After lunch we dropped by to have a look at the Sphinx just a stone’s throw from the pyramids. This mythical creature of a lion’s body and human head was also a magic moment to see with my own eyes. We stopped by a fragrance museum in the afternoon and succumbed to the sales pitch and bought some frankincense.  

It was now time to settle in for the ten hour journey back to the Israeli border. Our progress was slow as we hit what I thought was afternoon peak hour traffic. But after about 45 minutes of crawling along the highway at a snail’s pace in gridlock, we came up to an accident on the road. As we moved past the obstruction blocking traffic, I got a good look at what was responsible for the traffic jam … a truck had spilt its load of potatoes all over the road and there was a mad rush from nearby residents to grab what potatoes they could, to take home for free. Once we passed the truck, traffic opened up and our van driver was able to put the foot down and off we went. The sight was very funny.

Not so funny was what we saw a bit further down the highway. I was just staring out the window when a car travelling in the opposite direction caught my eye. It looked like it was in the middle of doing a donut as it did a sharp bend to the left and smoke came off the screeching tyres. But instead of continuing in a circle it ran straight in to the middle concrete barrier that divided the two ways of traffic, just as we were passing, which gave our driver a bit of a fright. Debris went flying everywhere and I looked back quickly to see the car roll and stop upright on its side. Our tour guide told us accidents happen all the time on Egypt’s roads.

We slept as much as we could on the way back to Eilat. Once again we had a police escort through the Sinai Peninsula. We dropped off our guide, Navid, an hour before we reached the border. He had been excellent and we tipped him handsomely. We eventually presented ourselves at immigration at 4am. We were tired and in a daze. Just as we were looking forward to going to our hotel in Eilat to have a shower and sleep in a bed, immigration kept us for nearly two hours.

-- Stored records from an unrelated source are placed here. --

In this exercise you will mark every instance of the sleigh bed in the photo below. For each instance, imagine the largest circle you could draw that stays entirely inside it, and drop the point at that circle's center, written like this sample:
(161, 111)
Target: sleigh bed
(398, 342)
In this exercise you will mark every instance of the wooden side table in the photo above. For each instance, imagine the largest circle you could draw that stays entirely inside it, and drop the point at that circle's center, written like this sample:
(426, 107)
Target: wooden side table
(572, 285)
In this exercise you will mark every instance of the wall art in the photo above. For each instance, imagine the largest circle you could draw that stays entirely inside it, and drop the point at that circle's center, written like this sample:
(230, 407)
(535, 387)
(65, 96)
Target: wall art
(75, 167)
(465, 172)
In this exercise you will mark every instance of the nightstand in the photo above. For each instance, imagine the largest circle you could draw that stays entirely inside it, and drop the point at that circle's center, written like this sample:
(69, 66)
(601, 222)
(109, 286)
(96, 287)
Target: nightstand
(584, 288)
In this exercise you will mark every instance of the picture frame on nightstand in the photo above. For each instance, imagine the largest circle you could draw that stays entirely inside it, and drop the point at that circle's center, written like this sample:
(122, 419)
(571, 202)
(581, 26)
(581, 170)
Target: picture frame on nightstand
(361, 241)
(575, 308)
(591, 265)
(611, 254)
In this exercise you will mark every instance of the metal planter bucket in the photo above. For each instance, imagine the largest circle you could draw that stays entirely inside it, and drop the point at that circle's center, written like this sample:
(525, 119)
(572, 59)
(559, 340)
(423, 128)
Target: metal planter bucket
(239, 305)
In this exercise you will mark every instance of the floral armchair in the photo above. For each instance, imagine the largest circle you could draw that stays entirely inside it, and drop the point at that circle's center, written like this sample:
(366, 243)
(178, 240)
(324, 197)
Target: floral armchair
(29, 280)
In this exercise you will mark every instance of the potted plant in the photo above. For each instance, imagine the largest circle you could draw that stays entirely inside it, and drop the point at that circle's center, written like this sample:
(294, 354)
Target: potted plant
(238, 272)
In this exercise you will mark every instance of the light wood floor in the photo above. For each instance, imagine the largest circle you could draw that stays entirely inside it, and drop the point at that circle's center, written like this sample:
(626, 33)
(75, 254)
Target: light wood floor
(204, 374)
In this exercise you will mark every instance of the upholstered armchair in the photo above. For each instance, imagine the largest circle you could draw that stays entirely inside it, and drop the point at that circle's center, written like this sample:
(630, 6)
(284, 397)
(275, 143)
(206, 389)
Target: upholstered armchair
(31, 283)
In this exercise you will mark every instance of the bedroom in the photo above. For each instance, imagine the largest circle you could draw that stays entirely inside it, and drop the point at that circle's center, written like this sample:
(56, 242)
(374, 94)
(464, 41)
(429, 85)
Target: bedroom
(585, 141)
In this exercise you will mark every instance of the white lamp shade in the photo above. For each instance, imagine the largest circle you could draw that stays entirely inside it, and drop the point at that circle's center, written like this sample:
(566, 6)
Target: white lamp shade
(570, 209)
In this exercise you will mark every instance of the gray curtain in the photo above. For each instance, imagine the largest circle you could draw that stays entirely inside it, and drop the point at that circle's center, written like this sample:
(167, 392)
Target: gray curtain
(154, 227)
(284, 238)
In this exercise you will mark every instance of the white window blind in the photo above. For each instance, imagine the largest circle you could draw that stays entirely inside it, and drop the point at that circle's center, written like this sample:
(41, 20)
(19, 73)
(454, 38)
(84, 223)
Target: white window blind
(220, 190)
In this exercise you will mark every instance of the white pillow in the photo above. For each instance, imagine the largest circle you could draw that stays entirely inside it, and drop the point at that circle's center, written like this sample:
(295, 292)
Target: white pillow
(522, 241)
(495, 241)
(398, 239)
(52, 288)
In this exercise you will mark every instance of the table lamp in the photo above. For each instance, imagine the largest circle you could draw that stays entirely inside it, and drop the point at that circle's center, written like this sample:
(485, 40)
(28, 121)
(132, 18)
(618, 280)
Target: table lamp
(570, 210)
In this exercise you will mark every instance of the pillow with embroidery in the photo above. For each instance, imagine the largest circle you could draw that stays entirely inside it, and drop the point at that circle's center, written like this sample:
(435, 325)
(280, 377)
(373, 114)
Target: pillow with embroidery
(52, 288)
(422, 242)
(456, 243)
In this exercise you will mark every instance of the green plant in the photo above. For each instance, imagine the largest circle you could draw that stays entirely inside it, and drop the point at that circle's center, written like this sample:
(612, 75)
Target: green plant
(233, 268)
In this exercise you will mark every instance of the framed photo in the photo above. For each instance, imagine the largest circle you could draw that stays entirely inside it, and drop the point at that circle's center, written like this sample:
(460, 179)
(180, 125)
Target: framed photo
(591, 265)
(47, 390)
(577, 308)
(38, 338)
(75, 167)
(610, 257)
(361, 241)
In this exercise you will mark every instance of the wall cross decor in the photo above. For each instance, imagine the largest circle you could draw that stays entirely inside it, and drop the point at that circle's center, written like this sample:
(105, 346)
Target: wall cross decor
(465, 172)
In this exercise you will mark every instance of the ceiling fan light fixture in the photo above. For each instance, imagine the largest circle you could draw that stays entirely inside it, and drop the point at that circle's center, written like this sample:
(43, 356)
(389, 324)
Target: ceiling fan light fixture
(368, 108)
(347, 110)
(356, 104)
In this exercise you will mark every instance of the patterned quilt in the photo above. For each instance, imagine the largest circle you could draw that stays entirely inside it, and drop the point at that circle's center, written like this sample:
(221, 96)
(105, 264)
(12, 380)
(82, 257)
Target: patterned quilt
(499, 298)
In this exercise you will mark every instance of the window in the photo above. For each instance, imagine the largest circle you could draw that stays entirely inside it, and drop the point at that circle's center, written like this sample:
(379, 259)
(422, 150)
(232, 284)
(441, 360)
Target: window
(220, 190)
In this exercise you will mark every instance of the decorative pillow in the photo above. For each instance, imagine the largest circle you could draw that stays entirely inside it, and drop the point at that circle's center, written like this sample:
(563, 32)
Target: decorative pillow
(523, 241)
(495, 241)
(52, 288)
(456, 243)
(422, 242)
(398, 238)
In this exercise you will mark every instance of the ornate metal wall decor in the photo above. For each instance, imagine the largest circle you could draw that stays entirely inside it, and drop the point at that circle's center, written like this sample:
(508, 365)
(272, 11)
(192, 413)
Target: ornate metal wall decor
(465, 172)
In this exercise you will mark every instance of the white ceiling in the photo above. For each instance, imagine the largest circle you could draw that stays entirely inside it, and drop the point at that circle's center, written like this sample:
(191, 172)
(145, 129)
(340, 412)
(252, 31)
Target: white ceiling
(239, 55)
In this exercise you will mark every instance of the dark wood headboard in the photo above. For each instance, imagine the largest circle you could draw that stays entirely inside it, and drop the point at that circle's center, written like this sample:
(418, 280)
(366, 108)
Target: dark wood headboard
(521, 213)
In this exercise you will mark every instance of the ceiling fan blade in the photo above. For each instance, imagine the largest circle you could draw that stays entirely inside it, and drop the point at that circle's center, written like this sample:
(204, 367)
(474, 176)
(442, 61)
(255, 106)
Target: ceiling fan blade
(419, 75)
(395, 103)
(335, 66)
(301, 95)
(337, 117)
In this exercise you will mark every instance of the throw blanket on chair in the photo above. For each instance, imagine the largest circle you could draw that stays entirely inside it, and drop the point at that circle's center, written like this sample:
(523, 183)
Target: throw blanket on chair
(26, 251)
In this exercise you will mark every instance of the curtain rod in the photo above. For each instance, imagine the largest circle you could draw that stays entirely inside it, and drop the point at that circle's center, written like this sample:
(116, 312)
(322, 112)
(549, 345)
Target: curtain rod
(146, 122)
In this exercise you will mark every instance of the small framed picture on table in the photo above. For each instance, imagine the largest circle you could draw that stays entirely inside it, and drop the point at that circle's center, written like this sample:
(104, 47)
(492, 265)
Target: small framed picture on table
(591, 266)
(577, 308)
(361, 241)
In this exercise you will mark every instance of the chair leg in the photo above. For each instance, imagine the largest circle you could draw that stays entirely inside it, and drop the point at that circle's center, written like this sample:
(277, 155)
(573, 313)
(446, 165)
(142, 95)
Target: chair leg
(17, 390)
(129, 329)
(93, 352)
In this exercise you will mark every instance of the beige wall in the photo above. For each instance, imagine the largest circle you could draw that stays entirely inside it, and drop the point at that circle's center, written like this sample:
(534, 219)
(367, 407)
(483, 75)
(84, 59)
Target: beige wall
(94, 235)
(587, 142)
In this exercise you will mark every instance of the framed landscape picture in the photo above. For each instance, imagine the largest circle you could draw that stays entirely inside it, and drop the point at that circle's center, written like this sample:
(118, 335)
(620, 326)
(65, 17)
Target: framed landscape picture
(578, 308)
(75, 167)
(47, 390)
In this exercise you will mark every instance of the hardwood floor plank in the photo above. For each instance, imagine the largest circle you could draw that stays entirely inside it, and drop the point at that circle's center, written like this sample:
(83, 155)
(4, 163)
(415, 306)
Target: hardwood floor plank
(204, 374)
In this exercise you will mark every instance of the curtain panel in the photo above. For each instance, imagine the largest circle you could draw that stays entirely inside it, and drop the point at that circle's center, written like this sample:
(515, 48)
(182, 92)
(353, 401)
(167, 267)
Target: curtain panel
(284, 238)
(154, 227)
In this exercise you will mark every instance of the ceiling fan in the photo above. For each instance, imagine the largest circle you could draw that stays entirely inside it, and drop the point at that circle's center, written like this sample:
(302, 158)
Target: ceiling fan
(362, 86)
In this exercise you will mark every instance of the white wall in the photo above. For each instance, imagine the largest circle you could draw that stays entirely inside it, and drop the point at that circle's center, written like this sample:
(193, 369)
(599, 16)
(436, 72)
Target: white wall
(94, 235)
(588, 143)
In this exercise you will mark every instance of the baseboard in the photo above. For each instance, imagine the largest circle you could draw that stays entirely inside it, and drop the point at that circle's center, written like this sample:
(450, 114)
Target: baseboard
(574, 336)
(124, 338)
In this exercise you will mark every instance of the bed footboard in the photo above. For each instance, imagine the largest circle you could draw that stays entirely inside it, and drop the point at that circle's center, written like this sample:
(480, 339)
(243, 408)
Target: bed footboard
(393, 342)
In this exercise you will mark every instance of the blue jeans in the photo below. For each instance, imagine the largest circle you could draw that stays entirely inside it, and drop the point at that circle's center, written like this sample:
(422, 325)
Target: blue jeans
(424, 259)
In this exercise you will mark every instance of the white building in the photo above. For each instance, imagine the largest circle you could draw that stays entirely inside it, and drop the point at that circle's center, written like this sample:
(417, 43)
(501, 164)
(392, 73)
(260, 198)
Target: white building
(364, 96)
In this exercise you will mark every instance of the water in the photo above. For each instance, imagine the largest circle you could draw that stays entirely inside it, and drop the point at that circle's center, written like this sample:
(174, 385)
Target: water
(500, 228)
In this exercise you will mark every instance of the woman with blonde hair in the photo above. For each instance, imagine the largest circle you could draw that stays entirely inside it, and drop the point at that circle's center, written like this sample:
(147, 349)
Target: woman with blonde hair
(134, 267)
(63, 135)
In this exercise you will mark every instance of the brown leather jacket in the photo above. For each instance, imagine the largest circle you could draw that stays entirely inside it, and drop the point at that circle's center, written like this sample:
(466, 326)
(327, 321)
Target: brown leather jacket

Because we entered from Egypt, they grilled us about how we knew each other, who we knew in Israel, what we did in Egypt. Eventually, they let us enter.

Originally, we told our hotel we’d be arriving at 10pm. It was 6am when we showed up at reception. Check-out was only four hours away. Although, the hotel kindly let us have a late check-out at 12pm. It wasn’t the best hotel room in the world but not having showered or slept in a proper bed for 48 hours, it was good enough for us. 

*Some photos included in photo gallery.